Japanese manga artist

Masami Yuki (ゆうきまさみ, Yūki Masami), real name Shūji Satō (佐藤修司 Satō Shūji; born December 19, 1957), is a Japanese manga artist.

He is a member of the artist collective known as Headgear, along with Mamoru Oshii, Akemi Takada, Kazunori Itō, and Yutaka Izubuchi. He has received multiple awards for his work: the 1988 Seiun Award for Kyūkyoku Chōjin R, and the 1991 Shogakukan Manga Award for Mobile Police Patlabor.

After graduating from Kutchan High School, Yūki moved to Tokyo, where he worked as a manga assistant under artists like Miki Tori and Kaoru Shintani, who inspired him to create his own works. He began by publishing several works in doujinshi, and soon after began working as a professional manga artist with Weekly Shōnen Sunday. In the mid-1980s, he developed the original concept for a lighthearted mecha anime that would become Patlabor, which launched in 1988 with the Early Days OVA and Yūki's serialized manga.
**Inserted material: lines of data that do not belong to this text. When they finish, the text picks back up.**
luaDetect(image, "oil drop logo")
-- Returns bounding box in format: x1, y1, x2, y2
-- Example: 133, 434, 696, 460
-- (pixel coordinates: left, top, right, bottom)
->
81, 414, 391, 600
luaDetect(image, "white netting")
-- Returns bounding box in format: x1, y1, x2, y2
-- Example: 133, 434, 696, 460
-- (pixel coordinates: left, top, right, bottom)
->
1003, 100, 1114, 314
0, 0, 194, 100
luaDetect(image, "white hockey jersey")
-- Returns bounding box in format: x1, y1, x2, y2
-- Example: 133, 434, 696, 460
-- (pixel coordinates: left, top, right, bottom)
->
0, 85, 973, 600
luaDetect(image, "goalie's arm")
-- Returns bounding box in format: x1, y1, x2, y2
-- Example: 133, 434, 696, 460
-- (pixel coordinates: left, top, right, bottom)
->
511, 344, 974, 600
As of 2026, he continues to work on projects like Shinkurō, Hashiru! and Patlabor EZY.

==Works==
- Aliens Next Door (1 tankōbon)
- Assemble Insert
- Atom: The Beginning
- Birdy the Mighty
  - Original version: 1 tankōbon
  - Remake: 20 tankōbon as of October 2008
- Birdy the Mighty: Evolution
  - 13 tankōbon as of October 2012
- Doyō Wide Satsujin Jiken (1 tankōbon, co-authored with Miki Tori)
  - Doyō Wide Satsujin Jiken: Kyōto Waraningyō Satsujin Jiken (1 tankōbon)
- Jaja Uma Grooming Up! (26 tankōbon, 14 bunkoban)
- Kyūkyoku Chōjin R (5 bunkobon)
- Magical Lucy
- Mariana Densetsu (3 tankōbon)
- Pangea no Musume Kunie (5 tankōbon)
- Parody World
- Mobile Police Patlabor (22 tankōbon, 11 wideban, 11 bunkoban)
- Shinkurō, Hashiru! (11 tankōbon as of September 2022)
- Yamato Takeru no Bōken
- Yūki Masami no Hateshinai Monogatari (2 tankōbon)

Yuki is also the designer of the avatar mascot for the Vocaloid Gumi.